THE ORIGIN OF THE SARONG

To the people of South East Asia, the sarong has been the main item of clothing, both for men and women. Where as in the West, men wore trousers while women wore skirts. In South East Asia, both men and women wore the sarong. Indeed, for the islander male in the hot tropics, the sarongs has been up till today, the only thing they wore! How or where did it all began?

According to Duarte Barbosa, a Portuguese writer, the Malay man of Malacca wore only a sarong for everyday pursuits at the beginning of the 15th century. It was a home spun garment- spun from banana or pineapple fibre and coloured with vegetable dyes--reaching from the waist tot he calf or ankle, with its end unsewn.

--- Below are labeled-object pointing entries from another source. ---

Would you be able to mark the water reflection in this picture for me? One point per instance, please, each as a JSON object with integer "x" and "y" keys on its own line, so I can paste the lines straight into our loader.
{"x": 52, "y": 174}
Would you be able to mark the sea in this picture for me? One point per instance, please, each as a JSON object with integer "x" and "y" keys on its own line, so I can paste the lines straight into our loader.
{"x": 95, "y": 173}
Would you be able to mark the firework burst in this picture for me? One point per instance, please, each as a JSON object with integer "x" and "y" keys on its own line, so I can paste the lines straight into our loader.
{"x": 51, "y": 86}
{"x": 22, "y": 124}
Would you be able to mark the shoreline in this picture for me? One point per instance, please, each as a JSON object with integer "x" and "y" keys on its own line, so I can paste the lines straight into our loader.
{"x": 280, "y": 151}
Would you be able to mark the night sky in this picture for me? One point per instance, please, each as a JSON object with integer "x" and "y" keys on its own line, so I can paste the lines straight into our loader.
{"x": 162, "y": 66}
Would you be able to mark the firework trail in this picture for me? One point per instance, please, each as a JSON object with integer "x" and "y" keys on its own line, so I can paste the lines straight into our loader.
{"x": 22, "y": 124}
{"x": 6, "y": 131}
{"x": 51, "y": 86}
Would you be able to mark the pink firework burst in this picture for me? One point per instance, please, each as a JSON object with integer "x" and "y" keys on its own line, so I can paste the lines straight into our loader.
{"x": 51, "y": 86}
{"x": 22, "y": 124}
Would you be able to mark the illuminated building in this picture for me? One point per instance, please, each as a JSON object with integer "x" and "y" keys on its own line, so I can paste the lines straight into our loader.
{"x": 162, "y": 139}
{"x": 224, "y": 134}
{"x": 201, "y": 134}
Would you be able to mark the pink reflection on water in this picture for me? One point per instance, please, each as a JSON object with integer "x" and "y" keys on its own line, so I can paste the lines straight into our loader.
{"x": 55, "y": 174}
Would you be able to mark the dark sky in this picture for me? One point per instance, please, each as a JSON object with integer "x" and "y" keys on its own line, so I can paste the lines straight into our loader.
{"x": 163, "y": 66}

It was a garment that had endless practical uses. Besides being worn as everyday apparel, it could be pulled up to cover the whole of the body when retiring to bed, or used as a bathing cloth (adult Malays do not bathe naked in rural areas). It was also used as a cradle, a litter or a carrying bag. It also served as a shroud. Can you think of any other garment that serves humankind from cradle to grave?

WEARING THE SARONG

Traditionally the Malay and the Baba men have worn it without a belt. They step into the loose cloth which has been stitched down the length. Then they pulled the voluminous garment up to their waist. The surplus material is usually folded inwards, from each side of the stomach creating a single pleat down the side of the body. The, the double folds of the extra width are rolled neatly and tightly down to sit securely at the waist, forming a natural waistband. Women fold their sarongs differently from men and they would usually wear a silver-lined belt.

WHEN WOMEN WORE ONLY THE SARONG

The Sarong, as defined by a length of cloth (usually batik) wrapped round the torso has not lost one bit of its allure. Not since the day travellers like Munshi Abdullah on his voyage to Kelantan in 1835, quote about "Malay women in Pantai and Kelantan wearing an unsewn sarong round their busts, just below the armpits."

Or journeying back further in time, when Chinese and Portuguese writers of the 15th century stated that Malay men and women wore nothing above the waist.

In more recent time,--right up till the 70s-- older women in Bali and Sarawak still wore the sarong girdling the waist and were charmingly unself-conscious about baring their breasts. Younger women, more self-conscious, covered up with a bra, worn incongruously with just the sarong!

When did the west discover the versality of the sarong and the allure it gave its wearer? Probably when Dorothy Lamour slinked around in a sarong, seducing Hope and Brosby on the Road to in Bali in 1930s. She launched a fashion style that has since become a staple.

The sarong has in the bands of designers from Parish to Singapore, emerged season after season. As beachwear the sarong , disphanous and colourful, is worn mini-length; as office wear, in a sober print, it rests at the knee. For evening, the sarong drops right down to the ankle, to be compensated with a slit up the crotch.